Samuel Freiberger, who graduated at the top of his class last May, submitted one of the five winning essays to the 23rd Annual Signet Classics Student Scholarship Essay Contest last April and received news that he’d won the contest last month, he said.
“I was shocked,” Freiberger said. “I had honestly forgotten about the essay.”
The five grand prize essays were selected from those submitted by high-school juniors and seniors across the United States and the District of Columbia.
Sponsored by Penguin Publishing Group, the umbrella company for Penguin Classics books and Signet Classics books, each winner in the national essay contest received a $1,000 scholarship as well as a complete Signet Classics library to be donated to their high schools.
The competition focuses on a different novel or drama each year, said Cathedral teacher, Jean Biglane.
For this year’s novel, “The Adventures of Huckleberry Finn,” Freiberger wrote an argumentative essay in response criticisms about racism and immoral behavior as reasons to ban the book in public schools, he said.
“Here’s a funny story,” Freiberger said. “I read the super-abridged version of the novel in second grade. I remember it because I tried to take a test on it in Accelerated Reader. There were six or seven different versions of it.

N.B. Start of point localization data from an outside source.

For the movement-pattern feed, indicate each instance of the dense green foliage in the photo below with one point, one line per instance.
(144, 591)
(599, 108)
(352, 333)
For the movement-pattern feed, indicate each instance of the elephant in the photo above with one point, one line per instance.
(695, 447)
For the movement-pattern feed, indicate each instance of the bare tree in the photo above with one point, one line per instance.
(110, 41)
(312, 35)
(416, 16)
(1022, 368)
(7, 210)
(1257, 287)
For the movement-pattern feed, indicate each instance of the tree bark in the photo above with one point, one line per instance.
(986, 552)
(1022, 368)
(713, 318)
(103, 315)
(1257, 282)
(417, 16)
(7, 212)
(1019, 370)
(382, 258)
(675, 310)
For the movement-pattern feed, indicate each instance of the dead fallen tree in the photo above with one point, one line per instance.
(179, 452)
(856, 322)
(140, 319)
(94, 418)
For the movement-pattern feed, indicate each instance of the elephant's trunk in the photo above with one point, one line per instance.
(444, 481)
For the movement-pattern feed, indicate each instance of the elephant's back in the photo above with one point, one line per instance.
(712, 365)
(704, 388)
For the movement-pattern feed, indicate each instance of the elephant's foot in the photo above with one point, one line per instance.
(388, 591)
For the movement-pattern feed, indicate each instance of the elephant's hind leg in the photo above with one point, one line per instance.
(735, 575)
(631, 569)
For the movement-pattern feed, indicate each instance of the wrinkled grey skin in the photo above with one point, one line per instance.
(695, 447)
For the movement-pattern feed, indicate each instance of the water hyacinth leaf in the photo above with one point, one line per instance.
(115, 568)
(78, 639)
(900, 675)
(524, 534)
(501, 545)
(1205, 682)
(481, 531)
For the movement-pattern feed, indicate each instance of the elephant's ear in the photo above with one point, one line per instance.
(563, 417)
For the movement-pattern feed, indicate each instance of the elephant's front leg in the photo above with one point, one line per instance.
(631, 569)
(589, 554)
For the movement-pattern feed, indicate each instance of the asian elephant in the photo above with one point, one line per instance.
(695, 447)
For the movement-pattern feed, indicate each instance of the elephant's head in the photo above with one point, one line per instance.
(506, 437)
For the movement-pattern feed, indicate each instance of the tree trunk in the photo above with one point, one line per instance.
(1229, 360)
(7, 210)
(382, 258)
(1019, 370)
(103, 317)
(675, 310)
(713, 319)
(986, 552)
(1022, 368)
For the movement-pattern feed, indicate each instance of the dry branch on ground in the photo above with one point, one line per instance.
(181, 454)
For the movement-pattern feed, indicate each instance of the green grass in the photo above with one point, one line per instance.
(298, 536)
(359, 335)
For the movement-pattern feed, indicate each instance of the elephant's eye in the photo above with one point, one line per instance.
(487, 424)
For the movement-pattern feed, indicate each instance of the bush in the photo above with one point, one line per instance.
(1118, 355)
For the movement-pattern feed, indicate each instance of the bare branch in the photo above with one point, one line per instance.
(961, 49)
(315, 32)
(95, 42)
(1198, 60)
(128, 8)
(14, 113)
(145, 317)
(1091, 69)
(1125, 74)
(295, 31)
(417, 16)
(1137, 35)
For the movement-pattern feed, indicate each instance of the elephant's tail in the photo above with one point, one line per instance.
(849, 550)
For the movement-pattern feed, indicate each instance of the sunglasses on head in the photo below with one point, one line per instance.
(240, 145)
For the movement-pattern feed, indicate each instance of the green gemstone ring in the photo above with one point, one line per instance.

I clicked one it was not the correct version, so I had to walk all the way over to the high school to have the test deleted.”
Freiberger will be starting school at Columbia University in August, which is a private Ivy League research university in New York City.
“I am very excited, and I’m ready to have work to do again,” Freiberger said. “This summer I’ve had a lot of spare time, so I’ve been playing my piano a lot and started reading the first six books of the Iliad for my freshman literature class.”
Freiberger said he has always enjoyed reading classic novels, adding “The Picture of Dorian Gray” by Oscar Wilde, “Wuthering Heights” by Emily Brontë, “The Scarlet Letter” by Nathaniel Hawthorne and “Brave New World” by Aldous Huxley are among his favorites.
“Books really inform our understanding of how humans have progressed throughout the years,” Freiberger said. “Classics are important to both the past and the present, and that is why we still read them. They are still very relevant today.”